Transcript from the "Derivations" Lesson
>> There's a third piece here, which is computed values. So far, we actually have basically everything we need for a basic reactive system, but the nuance or the real control comes in with this third primitive, which I call derivations. They're sometimes called memos or computeds. And this thing is basically both an observer and a signal.
[00:00:26] It only recalculates when the values it depends on changes. So like the effect, it only reruns its function body if something inside of it changes. When you just access it from the outside, you'll always get the same value back. However, this sort of intermediate caching is very powerful.
[00:00:47] I'm just gonna show the syntaxctualy what this work looks like here where we basically have a couple names like John and Smith for our signals and then I've created a memo for full name. This is usually a pretty canonical example where we're just calculating full name from first name and last name.
[00:01:04] And then I've actually got an effect here to console log our full name. And essentially, setting the first name to Will, will also update our effect. This is kind of unsurprising perhaps, but it's basically so that it causes a bit of a change. So if you set the first name to Will, it actually causes this memo to recalculate, which gives us a new first name and last name, which causes the effect to calculate.
[00:01:33] There's a ripple effect as the change propagates through the system. And as I said, this example is so trivial you'd probably be like, why do I even care about this? This can be important if you need to cache expensive calculations, especially if they're used in more than one place.
[00:01:55] For me, getting back to my kinda spreadsheet thinking, this is when I'm thinking about calculating tax and tip and stuff off a single subtotal. You don't wanna do the math over and over again, you just wanna kinda like get to a certain point and be like, okay, I've calculated the subtotal, gonna cash this value, tips calculated off of it, tax calculated off of it.
[00:02:19] You can also think of it sometimes like if you've ever seen a user interface when there's an avatar in the corner, sometimes it's a letter, let's say for your first name if you don't have a picture. That's an example of something derived off your first name, essentially. So you only need to calculate that once unless your name changes, you're not gonna recalculate that avatar.
[00:02:42] So you might use it in multiple places in the UI though. So these are kind of examples of this. Basically, I'd like to say what could be derived should be derived. That's kind of the principle that we have behind how to write stuff with reactivity and with Solid.

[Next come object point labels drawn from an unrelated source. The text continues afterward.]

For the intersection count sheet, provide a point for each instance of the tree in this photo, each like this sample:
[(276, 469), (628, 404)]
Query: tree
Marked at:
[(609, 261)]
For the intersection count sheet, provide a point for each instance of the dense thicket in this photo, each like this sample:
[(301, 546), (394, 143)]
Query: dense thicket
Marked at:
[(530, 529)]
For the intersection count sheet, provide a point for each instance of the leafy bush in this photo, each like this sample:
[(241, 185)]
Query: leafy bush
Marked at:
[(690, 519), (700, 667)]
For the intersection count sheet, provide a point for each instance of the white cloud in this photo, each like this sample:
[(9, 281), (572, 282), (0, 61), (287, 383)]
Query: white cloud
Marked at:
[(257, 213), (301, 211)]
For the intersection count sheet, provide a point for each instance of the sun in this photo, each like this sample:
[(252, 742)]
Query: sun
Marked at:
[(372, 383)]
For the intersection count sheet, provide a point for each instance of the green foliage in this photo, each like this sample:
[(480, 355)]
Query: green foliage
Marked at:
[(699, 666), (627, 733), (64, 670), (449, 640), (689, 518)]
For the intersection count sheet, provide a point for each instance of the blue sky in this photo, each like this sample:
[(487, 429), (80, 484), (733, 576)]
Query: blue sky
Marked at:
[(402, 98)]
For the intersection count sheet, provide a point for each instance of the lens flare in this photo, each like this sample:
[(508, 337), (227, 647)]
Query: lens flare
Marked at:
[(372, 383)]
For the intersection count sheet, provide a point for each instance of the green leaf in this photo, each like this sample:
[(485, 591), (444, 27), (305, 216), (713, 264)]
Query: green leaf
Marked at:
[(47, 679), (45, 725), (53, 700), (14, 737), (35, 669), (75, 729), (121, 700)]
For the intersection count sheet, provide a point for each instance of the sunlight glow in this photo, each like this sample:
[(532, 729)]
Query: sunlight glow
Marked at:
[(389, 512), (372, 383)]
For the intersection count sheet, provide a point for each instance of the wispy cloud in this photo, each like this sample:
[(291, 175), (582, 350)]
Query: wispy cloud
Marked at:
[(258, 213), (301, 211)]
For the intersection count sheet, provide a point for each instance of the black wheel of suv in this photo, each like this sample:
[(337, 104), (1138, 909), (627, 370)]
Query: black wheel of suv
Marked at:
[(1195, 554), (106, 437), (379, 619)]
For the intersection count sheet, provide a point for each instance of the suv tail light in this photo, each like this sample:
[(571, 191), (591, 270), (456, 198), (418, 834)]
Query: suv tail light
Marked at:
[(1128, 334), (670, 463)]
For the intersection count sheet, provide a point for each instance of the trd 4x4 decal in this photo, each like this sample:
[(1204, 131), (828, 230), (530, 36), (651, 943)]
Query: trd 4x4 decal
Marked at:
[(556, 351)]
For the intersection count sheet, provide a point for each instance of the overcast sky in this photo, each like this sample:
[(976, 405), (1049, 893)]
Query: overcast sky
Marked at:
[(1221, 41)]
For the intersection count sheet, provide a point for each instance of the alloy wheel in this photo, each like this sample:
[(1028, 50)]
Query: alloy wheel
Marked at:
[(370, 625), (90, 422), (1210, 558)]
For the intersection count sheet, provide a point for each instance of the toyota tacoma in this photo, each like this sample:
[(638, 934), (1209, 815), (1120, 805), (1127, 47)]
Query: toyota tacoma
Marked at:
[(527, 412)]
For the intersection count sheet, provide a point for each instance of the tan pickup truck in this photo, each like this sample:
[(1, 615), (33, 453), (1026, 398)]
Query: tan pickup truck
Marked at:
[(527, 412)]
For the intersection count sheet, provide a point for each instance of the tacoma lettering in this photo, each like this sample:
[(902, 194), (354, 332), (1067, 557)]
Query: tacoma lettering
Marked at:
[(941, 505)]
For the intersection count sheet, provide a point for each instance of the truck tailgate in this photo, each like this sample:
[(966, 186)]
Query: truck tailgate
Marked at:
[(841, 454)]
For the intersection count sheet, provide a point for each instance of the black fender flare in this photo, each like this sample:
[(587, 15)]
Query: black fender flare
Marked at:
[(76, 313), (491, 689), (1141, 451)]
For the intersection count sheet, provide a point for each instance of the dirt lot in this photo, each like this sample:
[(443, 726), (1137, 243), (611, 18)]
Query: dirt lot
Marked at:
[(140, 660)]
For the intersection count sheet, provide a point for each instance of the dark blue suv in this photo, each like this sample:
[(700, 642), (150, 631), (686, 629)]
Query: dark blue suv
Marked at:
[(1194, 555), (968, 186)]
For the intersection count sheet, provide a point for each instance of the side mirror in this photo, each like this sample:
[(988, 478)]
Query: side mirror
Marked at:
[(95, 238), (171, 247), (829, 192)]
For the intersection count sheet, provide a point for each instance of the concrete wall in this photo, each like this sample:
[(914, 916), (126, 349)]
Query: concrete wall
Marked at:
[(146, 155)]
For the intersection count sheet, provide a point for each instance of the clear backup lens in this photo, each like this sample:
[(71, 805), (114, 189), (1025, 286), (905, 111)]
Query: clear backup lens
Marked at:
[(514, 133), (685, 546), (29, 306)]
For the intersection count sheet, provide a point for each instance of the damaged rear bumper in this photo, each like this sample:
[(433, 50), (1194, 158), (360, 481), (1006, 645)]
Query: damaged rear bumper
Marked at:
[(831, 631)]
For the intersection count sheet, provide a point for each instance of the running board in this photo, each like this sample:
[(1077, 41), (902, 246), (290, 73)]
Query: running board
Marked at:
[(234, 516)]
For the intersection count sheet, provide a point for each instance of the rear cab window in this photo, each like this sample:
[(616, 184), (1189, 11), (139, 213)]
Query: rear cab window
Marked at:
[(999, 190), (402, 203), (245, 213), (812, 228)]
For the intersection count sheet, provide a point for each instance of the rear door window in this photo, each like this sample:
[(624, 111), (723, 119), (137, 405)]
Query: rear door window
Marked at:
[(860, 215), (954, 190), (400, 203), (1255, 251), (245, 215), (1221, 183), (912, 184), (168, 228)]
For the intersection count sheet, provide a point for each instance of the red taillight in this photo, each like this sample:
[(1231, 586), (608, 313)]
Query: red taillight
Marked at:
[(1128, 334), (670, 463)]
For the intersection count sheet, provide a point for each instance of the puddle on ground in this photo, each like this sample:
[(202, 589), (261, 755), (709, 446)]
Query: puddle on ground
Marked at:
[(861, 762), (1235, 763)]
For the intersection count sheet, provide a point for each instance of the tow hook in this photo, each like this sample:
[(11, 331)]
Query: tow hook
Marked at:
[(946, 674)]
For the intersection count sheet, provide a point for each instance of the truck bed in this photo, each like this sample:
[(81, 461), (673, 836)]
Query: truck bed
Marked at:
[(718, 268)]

[00:03:00] And because this largely removes the potential of getting out of sync. This typically when you write code, though, requires little bookkeeping, because if you had to manage all those assignments and updates yourself, it gets kinda complicated. But luckily for us, reactive systems handle this automatically. And I've got a couple more examples where I actually wanna kind of illustrate the difference here.
[00:03:23] I've got a bit of an example here where I've taken our first name and last name example. And instead of using the memo or create memo or the duration I showed before, I've just made it a function call. Why didn't make it a function call? Cuz I wanna still call it under our effect, I want our effect to still track it, so I've made it a function call.
[00:03:48] And I've made two effects now, I've made an effect that says my name is full name and your name is not full name. And then at the end here, I update the name to kinda show you the difference. And again, we start by creating our signals. We create our reaction now, that happens when we run our two effects and you'll immediately see that it calls creating or updating full name, which is this little thing that I put in the top of our full name function.
[00:04:20] And the reason it calls out immediately is because when it calls full name inside this effect, it essentially is just running this function again and again. So we see creating updating full name, my name is John Smith, creating updating full name, your name is not John Smith because it just calls the function twice.
[00:04:38] Then when we update our name, it's the same thing again creating updating full name, my name is Jacob Smith, creating updating full name, your name is not Jacob Smith. And the key difference here when we do something that we're using derivations is that if I change this now to be create memo and wrap this function call and import it.
[00:05:07] What runs actually becomes a lot shorter because now this is eager the way that it works in Solid. But now when we create our signals, we actually create our memo up here and it basically creates or updates the full name up top. But you can see when we run our effects, it doesn't actually run this function again it literally just reads it.
[00:05:27] It goes, my name is John Smith, your name is not John Smith. We got rid of that kind of extra overhead. And then similarly now when we change the name on step three, we see that it updates the full name, but then again both effects run and we've reduced the execution.
[00:05:45] This is just kind of why we would drive stuff. Obviously, concatenate strings is not very expensive operation and you probably would be like, who cares but you can picture things that are more expensive. Very kind of the fundamentals look, look at this.
>> So without registering in effects nothing's reacting to the signal, it's just kind of changing into the void.
>> Ideally, that's probably the case, in the case of Solid, our stuff actually is eager. And this does depend differently on different reactive systems. This is something that we're exploring, the eagerness of these derivations in Solid are important for the way our rendering works today, but I think it's something that we could look at in the future.
[00:06:36] Theoretically, yes, we could just not do it, but in Solid actually, as soon as you have one of these derived values, it does start calculating stuff eagerly.